Pour les défenseurs de l’establishment, ce qui était si différent à Rochdale, c’était que les musulmans s’organisaient indépendamment des partis dominants – et contre l’impérialisme.

La réponse libérale à cette décision est d’avertir que « l’Islam politisé » constitue une menace pour la démocratie. Les socialistes voient les peuples opprimés se rassembler lorsqu’ils sont attaqués comme un aspect positif et non négatif.

Nous pensons également qu’il est bon que tant de musulmans et d’autres se soient retirés du parti travailliste sur la question palestinienne. Mais nous reconnaissons également que la tendance vers une politique fondée sur l’appartenance ethnique comporte des dangers pour les musulmans de gauche.

Les idées sur la communauté reposent sur la revendication d’une identité et d’une vision politique partagées. Ils masquent donc des différences importantes entre les personnes qu’ils sont censés représenter.

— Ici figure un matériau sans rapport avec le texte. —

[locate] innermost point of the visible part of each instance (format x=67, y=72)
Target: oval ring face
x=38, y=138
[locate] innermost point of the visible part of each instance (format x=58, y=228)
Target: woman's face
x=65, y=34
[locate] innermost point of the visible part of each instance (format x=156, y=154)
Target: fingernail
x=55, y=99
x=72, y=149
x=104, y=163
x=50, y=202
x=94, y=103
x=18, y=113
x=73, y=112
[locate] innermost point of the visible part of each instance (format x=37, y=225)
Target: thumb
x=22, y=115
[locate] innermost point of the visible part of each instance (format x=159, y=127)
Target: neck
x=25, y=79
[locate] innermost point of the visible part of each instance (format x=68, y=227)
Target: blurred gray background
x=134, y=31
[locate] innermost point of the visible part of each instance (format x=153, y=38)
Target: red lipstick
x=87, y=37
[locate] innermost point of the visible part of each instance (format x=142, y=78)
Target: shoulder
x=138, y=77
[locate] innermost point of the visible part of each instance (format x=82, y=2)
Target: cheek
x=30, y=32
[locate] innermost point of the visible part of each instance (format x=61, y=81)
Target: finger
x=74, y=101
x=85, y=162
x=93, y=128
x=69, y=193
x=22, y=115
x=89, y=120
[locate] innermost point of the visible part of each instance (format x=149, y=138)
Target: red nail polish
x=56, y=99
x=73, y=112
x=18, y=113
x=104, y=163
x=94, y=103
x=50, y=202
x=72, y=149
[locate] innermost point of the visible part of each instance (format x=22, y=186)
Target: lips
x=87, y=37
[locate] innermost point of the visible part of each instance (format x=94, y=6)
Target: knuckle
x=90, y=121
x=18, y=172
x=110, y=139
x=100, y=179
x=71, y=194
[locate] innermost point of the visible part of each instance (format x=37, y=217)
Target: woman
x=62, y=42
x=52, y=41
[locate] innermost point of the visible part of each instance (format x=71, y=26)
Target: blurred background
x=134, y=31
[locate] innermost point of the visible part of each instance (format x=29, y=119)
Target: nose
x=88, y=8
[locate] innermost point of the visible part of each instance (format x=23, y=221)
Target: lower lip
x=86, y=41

Dans tous ces groupes, il y a des figures conservatrices qui veulent limiter le mouvement et le déradicaliser. Pour eux, la politique consiste avant tout à faire carrière.

C’est invariablement la classe la plus moyenne, la plus éloquente et ceux qui ont les entreprises les plus prospères sont ceux qui veulent le plus affirmer leur droit de diriger.

La politique communautaire minimise généralement l’importance des divisions de classe, même si elles sont aussi importantes parmi les opprimés que parmi les autres.

Les Noirs et les Asiatiques en Grande-Bretagne appartiennent de manière disproportionnée à la classe ouvrière et voient, à juste titre, le monde comme divisé entre les « nantis » et les « démunis ».

Les musulmans de la classe ouvrière se soucient bien sûr profondément de la Palestine. Mais ils se soucient également de la décimation des services de santé, de la crise du coût de la vie et de la médiocrité des logements.

Et dans toutes ces batailles – y compris en Palestine – les solutions ne peuvent venir qu’en associant des travailleurs de toutes sortes d’horizons.

Les défenseurs de l’establishment détestent le fait que les personnes opprimées défient la politique dominante pour se représenter. Mais ce qu’ils craignent le plus, c’est que ces mêmes personnes se joignent à d’autres qui, elles aussi, ont tout intérêt à détruire le système.